Already outside our pension funds are at least half of UPS Teamster part timers. We can’t let this balance reach a tipping point: we need to bring Overnite workers into our funds now, and the rest of the part timers in 2008.
That’s why we have to organize UPS-Overnite, into our union and into our Teamster pension funds. Doing that would:
- Bring 10,000 new Teamster participants into our pension funds;
- Greatly improve pensions for Overnite workers and their families;
- Provide strong protection against a UPS pull-out from the funds; and
- Strengthen our funds by improving the ratio of active Teamsters to retirees.
UPS management is not to going to volunteer to pay better pensions to UPS-Overnite workers. Certainly they’re not going to be eager to strengthen our Teamster funds when management’s plan is to bust out of those funds.
UPS management has a three-point plan to undermine Teamster retirement security. Part one is a legislative attack. Part two is a campaign to soften up Teamsters with false promises of wonderful pensions from the company. Part three is taking advantage of the IBT failed leadership on pension issues.
The IBT needs a plan, too. A campaign to organize Overnite and bring those members into the Teamster benefit funds is a good place to start.
If UPS Ran Your Pension, You Would Lose $1,000 a Month!
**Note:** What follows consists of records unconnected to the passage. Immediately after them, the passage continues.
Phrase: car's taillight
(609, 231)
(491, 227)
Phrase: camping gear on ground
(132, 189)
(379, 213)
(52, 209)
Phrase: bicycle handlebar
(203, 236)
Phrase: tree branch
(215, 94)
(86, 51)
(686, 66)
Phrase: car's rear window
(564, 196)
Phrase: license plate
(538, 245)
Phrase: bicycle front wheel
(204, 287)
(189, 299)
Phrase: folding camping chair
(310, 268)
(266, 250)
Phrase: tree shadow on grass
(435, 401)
$2,394 per month after 30 years of full time service: That is what UPS management would pay you for a pension, according to calculations performed by TDU. The calculation was based on UPS Senior Vice President John McDevitt’s testimony last year to Congress.
That’s about $1,000 per month less than Teamster plans provide.
What this means: If the same amount that UPS contributed into the Teamster pension plans since 1974 had gone into a 401(k) plan instead, and earned 7.5% a year, you would have an inferior pension today.
We calculated this figure by using the amount UPS paid into the pension fund each year since 1974 for a full timer who worked every day.
We used McDevitt’s own figure of 7.5% annual rate of return and UPS’ conversion formula from a lump sum to a monthly pension.
The calculations can be provided by TDU to interested members.